Summarising the design so far

If you read the first two parts of this article, you will appreciate how and why we reached the decision to cluster two OpenSIPS servers in an active/standby mode using a shared database server and a so-called Virtual IP address as the primary contact address for the cluster.

Our cluster design now looks like this: Two almost identical servers, both configured to run OpenSIPS and both accessing the same shared database for storage of the location table and other key data. Each server has two network interfaces – one connecting it to the Internet and the other connecting it to a LAN where the database server resides. At the Internet interface, each server has its own unique IP address (the real address) and, at any given time, either one of the two servers may also hold the virtual IP address.

The AG-Projects’ mediaproxy application is also running on one or more servers, although there is some element of choice regarding the exact configuration so they are not shown in the diagram above.

Putting it into practice

Note that you need three static IP addresses for the two servers in the cluster – 2 real and 1 virtual. All three Internet IP addresses have to be in the same subnet and use the same default gateway for routing. I wrote some bash scripts that allowed each node in my 2-node cluster to monitor the other as well as their own connectivity to the Internet. The scripts had logic to decide which should be allocated the VIP and to assign it accordingly. There is no magic here, the commands to enable or disable the virtual IP address on one of the servers are remarkably simple:

ifconfig eth1:1 <VIP> up
ifconfig eth1:1 down

However, make sure you never enable the VIP on both servers at the same time.

Default routing on each server needs to be configured so that the correct interface is used for communication with peers on the LAN and for peers on the Internet. However, I found it is not sufficient to simply rely on the operating system’s routing plan to sort out everything immediately after a switch of the VIP (Virtual IP) address. You also need to make OpenSIPS listen on that address on the interface and the only way I could find to do that, after enabling the VIP, was by restarting the OpenSIPS application. Another little trick that is needed is to broadcast ARP updates so that immediate neighbours update their ARP tables and are able to find the new location of the VIP.

OpenSIPS on multi-homed server

As mentioned above, OpenSIPS has to bind (or listen) to the VIP interface before it can use it. The administrator is given two options in opensips.cfg – you can explicitly define one or more combos of “interface/address/port” using the “listen” directive or you can omit the listen directive in which case OpenSIPS will listen on all interfaces:

examples of explicit listen instructions:

listen=eth1:5062

listen=udp:10.10.10.10:5064

In practice, explicit binding would be difficult to use here because OpenSIPS generates an error if started with an explicit binding to an interface address that is not running on the host machine. Instead, I found it best to use default binding (i.e. no “listen” directives) and let OpenSIPS find all the interfaces on the machine when it starts. However, be aware that you still need to restart OpenSIPS each time you change the network settings, even if using default binding. Hence, a restart is needed after the VIP is enabled or disabled.

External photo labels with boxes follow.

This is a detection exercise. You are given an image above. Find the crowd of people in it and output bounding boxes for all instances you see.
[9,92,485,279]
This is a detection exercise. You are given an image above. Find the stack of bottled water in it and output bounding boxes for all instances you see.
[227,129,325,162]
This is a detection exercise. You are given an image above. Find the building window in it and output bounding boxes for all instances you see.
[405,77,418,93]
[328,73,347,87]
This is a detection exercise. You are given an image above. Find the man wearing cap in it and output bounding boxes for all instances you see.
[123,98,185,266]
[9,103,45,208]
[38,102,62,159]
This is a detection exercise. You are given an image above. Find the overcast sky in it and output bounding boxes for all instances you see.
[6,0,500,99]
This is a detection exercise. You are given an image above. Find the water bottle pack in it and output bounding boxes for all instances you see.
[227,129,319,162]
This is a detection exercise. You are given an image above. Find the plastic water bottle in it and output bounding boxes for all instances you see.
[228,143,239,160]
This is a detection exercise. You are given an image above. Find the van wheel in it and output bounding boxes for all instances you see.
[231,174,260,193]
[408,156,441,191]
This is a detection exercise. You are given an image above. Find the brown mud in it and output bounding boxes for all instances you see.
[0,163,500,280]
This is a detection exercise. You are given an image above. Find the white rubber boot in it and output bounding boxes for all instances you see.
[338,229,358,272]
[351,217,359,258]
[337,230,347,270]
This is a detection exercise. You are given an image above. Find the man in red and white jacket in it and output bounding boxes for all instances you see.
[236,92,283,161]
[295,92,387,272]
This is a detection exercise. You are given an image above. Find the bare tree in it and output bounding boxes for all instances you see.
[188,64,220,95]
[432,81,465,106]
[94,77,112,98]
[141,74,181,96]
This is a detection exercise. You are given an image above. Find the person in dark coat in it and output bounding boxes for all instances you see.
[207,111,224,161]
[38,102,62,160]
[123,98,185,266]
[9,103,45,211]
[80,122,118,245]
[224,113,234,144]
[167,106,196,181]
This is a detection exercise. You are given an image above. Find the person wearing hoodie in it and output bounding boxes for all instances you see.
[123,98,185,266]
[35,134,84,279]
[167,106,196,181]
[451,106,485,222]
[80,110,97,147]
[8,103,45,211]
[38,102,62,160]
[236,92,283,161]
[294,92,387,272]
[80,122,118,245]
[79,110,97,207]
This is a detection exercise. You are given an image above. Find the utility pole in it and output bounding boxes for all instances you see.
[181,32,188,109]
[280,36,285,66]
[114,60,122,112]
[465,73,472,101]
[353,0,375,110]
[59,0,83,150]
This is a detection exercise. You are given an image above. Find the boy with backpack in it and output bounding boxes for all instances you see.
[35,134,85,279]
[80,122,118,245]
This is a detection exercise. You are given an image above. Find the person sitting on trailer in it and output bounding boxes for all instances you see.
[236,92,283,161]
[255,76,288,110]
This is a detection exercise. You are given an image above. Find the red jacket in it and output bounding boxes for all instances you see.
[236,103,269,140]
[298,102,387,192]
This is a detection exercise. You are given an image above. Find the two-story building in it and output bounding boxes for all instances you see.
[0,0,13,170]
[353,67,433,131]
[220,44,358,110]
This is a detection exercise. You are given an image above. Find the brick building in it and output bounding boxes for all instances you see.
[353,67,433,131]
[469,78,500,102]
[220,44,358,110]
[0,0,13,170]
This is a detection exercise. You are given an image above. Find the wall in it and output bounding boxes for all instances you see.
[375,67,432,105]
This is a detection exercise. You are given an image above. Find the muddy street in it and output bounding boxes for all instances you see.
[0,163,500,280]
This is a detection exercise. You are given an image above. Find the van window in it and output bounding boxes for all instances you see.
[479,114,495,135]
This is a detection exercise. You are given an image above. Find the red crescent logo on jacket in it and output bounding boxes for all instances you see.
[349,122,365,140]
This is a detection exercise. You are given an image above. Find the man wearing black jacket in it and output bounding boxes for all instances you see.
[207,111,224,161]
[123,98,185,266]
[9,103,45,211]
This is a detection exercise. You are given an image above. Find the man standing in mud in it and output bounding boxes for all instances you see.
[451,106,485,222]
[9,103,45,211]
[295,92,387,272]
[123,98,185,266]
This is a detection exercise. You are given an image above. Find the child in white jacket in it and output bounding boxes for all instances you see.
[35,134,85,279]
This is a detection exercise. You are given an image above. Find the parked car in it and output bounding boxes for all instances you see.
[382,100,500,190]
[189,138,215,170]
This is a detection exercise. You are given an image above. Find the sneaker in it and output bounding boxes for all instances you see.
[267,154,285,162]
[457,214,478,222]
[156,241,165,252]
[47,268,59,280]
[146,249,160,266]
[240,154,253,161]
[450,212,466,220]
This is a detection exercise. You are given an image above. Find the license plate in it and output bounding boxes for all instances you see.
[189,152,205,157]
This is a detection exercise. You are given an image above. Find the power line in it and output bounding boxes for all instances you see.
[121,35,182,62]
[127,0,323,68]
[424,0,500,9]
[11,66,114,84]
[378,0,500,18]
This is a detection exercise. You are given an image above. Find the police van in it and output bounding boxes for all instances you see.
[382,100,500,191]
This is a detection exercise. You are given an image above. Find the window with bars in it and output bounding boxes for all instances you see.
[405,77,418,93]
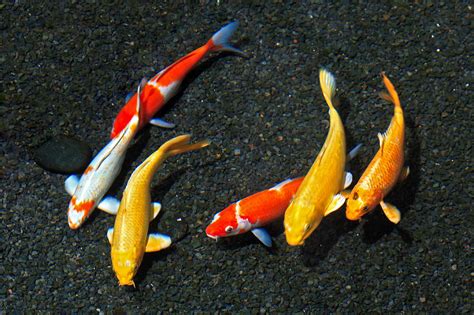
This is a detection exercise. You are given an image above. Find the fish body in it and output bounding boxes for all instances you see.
[346,74,409,223]
[284,69,352,246]
[107,135,209,285]
[65,80,145,229]
[206,177,303,246]
[110,22,243,138]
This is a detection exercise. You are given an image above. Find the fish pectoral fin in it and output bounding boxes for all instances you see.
[145,233,171,253]
[398,166,410,183]
[107,228,114,245]
[64,175,80,196]
[377,132,385,155]
[150,118,176,129]
[252,228,272,247]
[150,202,161,221]
[344,172,352,189]
[324,193,346,216]
[346,143,362,162]
[97,196,120,215]
[339,189,351,199]
[380,200,401,224]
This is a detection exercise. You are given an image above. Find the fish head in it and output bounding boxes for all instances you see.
[67,196,95,230]
[284,202,323,246]
[346,187,381,221]
[206,204,246,240]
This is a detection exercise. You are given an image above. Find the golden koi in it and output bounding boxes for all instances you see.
[284,69,352,246]
[346,73,410,224]
[107,135,209,286]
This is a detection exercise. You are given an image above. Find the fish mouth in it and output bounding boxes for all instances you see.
[346,212,361,221]
[286,236,305,246]
[206,233,219,241]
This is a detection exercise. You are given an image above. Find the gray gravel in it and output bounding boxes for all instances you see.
[0,1,474,314]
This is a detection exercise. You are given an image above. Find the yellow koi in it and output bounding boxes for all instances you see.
[107,135,209,286]
[284,69,352,246]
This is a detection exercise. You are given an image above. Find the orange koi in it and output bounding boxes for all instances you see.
[346,73,410,224]
[206,177,303,247]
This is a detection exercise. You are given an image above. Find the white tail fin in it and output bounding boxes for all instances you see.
[319,68,336,108]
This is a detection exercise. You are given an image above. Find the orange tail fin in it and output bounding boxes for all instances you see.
[380,72,401,107]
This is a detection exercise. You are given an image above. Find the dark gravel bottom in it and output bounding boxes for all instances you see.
[0,1,474,314]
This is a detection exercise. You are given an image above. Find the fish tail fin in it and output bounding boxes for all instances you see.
[379,72,401,108]
[161,135,210,157]
[168,140,210,156]
[120,78,147,136]
[207,21,247,57]
[319,68,336,109]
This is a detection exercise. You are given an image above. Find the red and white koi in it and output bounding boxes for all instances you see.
[65,79,146,229]
[206,144,362,247]
[206,177,304,247]
[110,22,244,138]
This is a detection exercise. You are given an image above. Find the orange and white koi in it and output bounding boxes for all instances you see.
[206,144,362,247]
[346,73,410,224]
[107,135,209,286]
[110,22,244,138]
[284,69,352,246]
[206,177,303,247]
[65,80,146,229]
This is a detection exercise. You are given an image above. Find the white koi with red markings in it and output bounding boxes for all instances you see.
[65,80,146,229]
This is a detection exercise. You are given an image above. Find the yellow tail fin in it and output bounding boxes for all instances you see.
[319,68,336,108]
[379,72,401,107]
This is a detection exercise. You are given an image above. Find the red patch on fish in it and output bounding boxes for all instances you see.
[84,165,94,175]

[2017 update: It is possible to change the default behaviour on Linux so it allows applications to bind to an IP address that is not yet assigned. The trick is to edit the file /etc/sysctl.conf and add a line like this

net.ipv4.ip_nonlocal_bind = 1

then reboot]

Once OpenSIPS is running and has bound to all the interfaces (that is three on the active member of the cluster – one LAN, one real IP and one Virtual IP), which one will it use when it sends a SIP packet to another peer or to a SIP client device? Again, you have some options here when using OpenSIPS. It is possible to explicitly define the protocol, address and port by calling the force_send_socket function at the appropriate point in the opensips.cfg control script. However, I was interested to see what it would do if left to make the decision unaided and, generally, the logic seemed to be spot on. For example, if a request arrived on the real IP address on eth1, OpenSIPS would respond, or forward subsequent requests in that transaction, using the same interface and real IP address. Equally, if the request arrived on the VIP, then responses and relays would also use the VIP. However, if the destination of a request was a registered UA then OpenSIPS would relay the request to the UA using the same interface and address that the UA had used when it registered. The reason for doing this may not be immediately obvious, but if you go back and read the explanations of far-end NAT traversal in part 2 you will soon realise why that is the right thing to do.

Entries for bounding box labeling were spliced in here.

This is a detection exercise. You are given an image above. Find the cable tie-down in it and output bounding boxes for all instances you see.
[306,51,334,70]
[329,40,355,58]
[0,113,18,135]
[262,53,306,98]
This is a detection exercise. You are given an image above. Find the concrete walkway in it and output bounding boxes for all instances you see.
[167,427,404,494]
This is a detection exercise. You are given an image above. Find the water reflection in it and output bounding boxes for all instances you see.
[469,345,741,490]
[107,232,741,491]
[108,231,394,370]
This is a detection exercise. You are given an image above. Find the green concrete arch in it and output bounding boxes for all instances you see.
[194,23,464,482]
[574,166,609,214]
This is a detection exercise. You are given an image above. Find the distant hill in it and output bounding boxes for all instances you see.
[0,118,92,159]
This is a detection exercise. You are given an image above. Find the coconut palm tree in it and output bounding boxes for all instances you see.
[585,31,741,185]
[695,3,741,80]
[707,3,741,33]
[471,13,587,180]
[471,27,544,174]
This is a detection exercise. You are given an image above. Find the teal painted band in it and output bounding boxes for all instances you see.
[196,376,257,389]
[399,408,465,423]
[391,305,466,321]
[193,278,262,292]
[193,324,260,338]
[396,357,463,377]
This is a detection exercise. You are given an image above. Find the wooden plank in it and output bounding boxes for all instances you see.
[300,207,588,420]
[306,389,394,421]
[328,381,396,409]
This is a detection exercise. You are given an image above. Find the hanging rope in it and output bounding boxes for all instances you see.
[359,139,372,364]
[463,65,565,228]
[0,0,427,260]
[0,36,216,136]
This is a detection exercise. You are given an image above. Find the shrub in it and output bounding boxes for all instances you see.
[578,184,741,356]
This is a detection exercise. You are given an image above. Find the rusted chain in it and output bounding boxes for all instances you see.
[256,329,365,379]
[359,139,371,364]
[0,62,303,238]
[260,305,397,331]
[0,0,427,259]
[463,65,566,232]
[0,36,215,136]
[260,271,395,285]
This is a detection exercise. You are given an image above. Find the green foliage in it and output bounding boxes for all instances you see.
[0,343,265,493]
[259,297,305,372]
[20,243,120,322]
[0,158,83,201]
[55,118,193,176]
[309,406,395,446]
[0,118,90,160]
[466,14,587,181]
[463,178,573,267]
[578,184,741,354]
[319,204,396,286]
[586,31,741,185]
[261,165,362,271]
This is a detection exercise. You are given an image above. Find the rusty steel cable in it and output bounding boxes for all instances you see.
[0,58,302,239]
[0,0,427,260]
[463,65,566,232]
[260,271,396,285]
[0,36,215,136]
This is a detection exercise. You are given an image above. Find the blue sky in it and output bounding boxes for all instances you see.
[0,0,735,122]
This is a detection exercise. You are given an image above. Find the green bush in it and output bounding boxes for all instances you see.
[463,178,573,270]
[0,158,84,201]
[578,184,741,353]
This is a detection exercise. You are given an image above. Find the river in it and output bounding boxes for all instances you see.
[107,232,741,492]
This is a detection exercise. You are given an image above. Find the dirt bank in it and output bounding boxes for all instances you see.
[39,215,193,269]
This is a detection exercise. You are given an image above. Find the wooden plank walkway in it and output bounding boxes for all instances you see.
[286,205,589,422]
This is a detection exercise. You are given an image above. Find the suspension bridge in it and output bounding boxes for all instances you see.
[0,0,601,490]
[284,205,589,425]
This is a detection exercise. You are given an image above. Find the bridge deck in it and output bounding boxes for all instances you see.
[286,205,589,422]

That deals with most of the issues arising from running OpenSIPS on a multi-homed server, but there is one more quite subtle point worthy of note. Most scripts are likely to add a Record-Route header. This is a header that tells the downstream device to remember the route taken and, if it needs to generate any new upstream transaction requests later in the call, it should send them first to our OpenSIPS server and not send them direct to the other end-point. The Record-Route header can also be useful for storing one or two parameters such as “nat=yes”. When you explicitly specify the contents of the Record-Route header by calling the record_route_preset function, the parameter string you pass to the function includes the IP address (and port) to be used for so-called loose-routed messages later in the session. If your server has more than one IP address then you may want to match the address passed to this function with the address that received the incoming request. For this you can use the keyword dst_ip in a string comparison test to see which interface received the request.

Automatic failover

When a fault occurs, failover needs to operate quickly and without human intervention (after all, we all know that systems fail when the most experienced engineer is out of the office and cannot be contacted).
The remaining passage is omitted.